In recent weeks, Wolfowitz sent a fact-finding mission to Iraq, and he was examining security matters and several reconstruction-related issues, officials said.

The possibility of a new World Bank office revives attention to Wolfowitz's role as an architect of the Iraq war. Many critics have accused the Bush administration and the Pentagon in particular of failing to plan for a post-invasion Iraq, as violence rages three years after Saddam Hussein's ouster...

The development agency has not had an Iraq office since an Aug. 19, 2003, bombing at UN headquarters in Iraq killed a bank employee. A consultant, with a staff of seven Iraqis, is paid by the World Bank to look after its affairs in Iraq...

Since the attack, the World Bank has operated from an office in Amman, Jordan. But Iraqi officials have complained about the burden of traveling to Amman to consult with the World Bank. In December, Barham Salah, a Kurdish leader, wrote to Wolfowitz urging the bank's full engagement in rebuilding...

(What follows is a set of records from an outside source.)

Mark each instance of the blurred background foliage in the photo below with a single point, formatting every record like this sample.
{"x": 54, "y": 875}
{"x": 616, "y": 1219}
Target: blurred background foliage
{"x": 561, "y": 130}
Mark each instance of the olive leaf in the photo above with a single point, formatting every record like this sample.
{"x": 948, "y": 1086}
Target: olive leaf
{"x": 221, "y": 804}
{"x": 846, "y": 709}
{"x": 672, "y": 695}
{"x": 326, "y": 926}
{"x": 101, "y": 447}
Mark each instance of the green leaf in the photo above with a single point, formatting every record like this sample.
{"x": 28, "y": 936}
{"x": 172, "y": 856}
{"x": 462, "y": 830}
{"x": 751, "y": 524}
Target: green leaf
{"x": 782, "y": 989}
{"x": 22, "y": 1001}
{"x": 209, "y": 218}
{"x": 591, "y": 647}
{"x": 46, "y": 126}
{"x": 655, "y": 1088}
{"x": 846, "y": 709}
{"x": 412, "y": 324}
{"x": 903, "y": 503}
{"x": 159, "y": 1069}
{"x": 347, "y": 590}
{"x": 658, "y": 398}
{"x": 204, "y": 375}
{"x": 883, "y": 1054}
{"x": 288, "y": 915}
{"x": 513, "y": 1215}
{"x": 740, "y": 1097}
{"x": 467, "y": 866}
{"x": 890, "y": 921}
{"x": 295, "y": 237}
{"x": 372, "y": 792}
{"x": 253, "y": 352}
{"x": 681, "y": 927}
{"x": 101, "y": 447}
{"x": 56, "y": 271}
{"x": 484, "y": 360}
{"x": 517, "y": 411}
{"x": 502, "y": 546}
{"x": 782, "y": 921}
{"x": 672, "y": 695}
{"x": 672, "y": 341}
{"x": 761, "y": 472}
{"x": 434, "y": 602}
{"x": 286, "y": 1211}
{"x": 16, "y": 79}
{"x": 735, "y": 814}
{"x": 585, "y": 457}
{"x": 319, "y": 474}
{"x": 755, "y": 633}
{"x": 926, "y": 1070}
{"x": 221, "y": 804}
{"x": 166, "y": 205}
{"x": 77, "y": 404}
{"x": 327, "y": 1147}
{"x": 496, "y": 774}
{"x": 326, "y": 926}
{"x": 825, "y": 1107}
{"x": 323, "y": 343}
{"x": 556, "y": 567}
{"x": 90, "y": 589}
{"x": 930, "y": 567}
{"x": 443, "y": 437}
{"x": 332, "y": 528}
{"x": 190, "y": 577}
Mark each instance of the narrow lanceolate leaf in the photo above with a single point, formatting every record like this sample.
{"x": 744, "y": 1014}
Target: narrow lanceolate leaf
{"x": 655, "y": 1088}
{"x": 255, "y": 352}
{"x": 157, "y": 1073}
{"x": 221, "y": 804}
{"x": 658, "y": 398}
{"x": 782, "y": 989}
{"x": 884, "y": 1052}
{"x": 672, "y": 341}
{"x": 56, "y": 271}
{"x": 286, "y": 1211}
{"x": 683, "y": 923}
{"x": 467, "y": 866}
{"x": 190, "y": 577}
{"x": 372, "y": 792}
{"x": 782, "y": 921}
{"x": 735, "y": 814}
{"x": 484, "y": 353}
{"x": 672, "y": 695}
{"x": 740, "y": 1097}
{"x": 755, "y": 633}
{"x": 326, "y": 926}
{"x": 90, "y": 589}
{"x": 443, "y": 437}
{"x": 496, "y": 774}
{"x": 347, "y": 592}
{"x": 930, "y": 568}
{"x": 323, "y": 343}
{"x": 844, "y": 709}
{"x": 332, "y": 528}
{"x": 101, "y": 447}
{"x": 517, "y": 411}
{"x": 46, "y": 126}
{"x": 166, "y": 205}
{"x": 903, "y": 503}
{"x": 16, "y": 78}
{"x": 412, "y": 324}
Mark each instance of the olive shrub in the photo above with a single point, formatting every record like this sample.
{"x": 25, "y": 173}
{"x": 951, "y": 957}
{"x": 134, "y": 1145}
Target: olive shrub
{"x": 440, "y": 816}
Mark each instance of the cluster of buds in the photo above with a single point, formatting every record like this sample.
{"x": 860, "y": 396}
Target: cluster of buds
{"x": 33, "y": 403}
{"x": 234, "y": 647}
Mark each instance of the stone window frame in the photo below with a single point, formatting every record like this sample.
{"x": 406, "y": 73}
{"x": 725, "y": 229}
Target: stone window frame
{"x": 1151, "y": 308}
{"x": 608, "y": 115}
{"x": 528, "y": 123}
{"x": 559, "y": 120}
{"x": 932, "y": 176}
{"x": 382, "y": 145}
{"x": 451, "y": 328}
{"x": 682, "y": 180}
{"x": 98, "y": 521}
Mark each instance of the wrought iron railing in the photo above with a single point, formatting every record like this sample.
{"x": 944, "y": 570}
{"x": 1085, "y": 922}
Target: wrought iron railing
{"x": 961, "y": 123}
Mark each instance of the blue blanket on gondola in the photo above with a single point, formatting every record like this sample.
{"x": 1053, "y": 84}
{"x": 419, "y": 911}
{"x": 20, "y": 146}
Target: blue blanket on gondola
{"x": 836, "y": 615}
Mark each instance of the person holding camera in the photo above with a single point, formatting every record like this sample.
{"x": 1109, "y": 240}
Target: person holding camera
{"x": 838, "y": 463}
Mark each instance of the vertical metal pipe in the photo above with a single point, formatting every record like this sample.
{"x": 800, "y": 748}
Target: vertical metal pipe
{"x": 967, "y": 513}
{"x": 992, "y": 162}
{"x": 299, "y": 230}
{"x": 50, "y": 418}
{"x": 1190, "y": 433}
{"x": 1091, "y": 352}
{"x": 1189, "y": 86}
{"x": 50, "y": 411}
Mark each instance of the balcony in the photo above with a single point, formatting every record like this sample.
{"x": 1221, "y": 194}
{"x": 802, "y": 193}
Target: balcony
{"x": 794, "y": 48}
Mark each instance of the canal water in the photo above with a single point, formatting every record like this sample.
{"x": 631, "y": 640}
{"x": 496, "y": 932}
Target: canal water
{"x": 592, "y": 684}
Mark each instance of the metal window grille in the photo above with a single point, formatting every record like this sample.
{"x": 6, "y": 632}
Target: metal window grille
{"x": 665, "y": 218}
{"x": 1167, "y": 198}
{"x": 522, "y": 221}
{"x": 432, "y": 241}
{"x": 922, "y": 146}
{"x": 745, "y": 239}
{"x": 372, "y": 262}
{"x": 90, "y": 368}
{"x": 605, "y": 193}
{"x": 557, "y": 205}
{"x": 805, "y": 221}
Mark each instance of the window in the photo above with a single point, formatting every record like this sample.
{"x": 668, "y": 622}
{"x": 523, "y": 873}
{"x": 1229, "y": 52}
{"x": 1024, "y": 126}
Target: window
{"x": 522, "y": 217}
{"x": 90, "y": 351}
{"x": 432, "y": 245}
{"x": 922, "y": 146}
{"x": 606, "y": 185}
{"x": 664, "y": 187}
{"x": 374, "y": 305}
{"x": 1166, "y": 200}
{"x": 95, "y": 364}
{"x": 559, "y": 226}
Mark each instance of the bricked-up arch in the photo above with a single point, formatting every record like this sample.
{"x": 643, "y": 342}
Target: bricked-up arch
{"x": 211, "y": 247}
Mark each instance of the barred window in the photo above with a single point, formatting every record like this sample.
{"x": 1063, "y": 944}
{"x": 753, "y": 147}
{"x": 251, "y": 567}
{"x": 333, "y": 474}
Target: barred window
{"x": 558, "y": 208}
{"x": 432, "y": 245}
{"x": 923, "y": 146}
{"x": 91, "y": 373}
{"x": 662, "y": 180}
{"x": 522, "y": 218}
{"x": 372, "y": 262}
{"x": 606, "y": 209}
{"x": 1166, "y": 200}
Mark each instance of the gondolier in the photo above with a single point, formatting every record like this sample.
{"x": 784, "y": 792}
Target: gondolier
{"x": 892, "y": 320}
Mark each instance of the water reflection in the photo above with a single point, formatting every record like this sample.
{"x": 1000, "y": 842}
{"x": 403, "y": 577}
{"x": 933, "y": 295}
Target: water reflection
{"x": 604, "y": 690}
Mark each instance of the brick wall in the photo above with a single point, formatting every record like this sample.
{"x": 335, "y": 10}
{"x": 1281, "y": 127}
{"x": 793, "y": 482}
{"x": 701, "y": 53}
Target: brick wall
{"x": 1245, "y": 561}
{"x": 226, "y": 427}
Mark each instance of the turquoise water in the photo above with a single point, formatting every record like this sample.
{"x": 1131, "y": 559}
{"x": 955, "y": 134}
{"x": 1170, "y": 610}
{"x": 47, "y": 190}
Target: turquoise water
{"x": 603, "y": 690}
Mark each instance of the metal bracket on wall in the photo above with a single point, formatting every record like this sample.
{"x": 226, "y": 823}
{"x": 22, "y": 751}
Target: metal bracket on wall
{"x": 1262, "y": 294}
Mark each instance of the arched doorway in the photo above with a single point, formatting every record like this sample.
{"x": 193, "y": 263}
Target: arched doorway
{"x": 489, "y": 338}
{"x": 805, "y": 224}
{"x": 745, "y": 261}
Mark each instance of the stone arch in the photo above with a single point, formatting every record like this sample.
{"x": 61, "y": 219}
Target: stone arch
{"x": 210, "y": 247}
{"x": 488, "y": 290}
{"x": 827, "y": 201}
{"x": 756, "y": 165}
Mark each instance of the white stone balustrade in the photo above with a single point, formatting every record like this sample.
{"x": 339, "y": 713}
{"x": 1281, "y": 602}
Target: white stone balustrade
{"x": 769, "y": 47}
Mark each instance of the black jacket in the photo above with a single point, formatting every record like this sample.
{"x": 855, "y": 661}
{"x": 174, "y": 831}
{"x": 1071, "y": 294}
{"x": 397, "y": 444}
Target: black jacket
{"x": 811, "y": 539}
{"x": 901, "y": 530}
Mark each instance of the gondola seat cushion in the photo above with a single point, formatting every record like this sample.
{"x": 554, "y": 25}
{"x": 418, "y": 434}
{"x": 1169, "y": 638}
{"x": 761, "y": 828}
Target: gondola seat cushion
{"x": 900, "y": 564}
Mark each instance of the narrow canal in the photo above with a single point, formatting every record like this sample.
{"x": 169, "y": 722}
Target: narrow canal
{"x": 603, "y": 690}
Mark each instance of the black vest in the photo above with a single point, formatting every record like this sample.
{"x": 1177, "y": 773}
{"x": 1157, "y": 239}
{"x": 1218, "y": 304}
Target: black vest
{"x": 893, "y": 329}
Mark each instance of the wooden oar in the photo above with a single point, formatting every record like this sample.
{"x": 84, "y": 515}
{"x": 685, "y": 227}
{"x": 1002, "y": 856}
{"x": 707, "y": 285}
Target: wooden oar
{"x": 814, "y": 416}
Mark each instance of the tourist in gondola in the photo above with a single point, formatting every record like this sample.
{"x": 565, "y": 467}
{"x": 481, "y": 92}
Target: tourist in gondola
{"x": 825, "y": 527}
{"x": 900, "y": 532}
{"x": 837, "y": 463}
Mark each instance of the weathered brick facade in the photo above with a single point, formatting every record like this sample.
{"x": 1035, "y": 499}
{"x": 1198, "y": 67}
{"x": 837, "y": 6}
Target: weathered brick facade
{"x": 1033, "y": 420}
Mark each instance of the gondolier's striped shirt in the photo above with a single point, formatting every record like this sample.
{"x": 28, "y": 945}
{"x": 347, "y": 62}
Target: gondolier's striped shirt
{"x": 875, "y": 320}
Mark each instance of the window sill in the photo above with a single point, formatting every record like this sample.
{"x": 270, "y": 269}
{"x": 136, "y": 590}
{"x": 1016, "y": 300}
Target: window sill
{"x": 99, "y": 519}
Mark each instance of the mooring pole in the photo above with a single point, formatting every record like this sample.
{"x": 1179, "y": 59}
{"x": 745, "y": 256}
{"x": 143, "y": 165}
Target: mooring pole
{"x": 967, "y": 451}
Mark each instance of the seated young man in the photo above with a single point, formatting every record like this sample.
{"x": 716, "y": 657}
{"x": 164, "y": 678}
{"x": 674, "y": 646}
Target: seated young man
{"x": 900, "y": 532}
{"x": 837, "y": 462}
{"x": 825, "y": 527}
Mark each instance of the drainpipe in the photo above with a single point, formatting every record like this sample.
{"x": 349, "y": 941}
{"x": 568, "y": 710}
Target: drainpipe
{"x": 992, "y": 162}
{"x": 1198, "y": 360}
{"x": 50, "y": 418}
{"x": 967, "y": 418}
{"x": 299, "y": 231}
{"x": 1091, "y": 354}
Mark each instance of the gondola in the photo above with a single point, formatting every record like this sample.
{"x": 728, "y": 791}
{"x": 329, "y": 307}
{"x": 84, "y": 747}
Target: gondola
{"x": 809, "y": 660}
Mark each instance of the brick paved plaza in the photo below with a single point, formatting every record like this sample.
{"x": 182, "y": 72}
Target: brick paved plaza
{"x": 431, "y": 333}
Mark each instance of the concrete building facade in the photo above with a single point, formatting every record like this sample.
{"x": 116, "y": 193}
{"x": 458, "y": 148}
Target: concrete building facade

'There has been a need for the bank to be in Iraq," said James Dobbins, director of the International Security and Defense Policy Center at Rand Corporation. He said, however, the violence in Iraq could limit bank activities. Other analysts note that the State Department is winding down its $20 billion Iraq reconstruction program, which focused on electricity and water projects that have not delivered desired results.

The situation in Iraq has been ripe for exploitation. The World Bank's M.O. has traditionally been to load developing countries up with such debt to Western banks for development projects that the hapless country inevitably defaults, triggering much political skullduggery.

The difference here is that Iraq, in theory at least, could pay off the loans with oil money.

That is, of course, if the questionable invoicing of Iraqi oil can be adjusted so that the Iraqis receive full payment for their exports of black gold.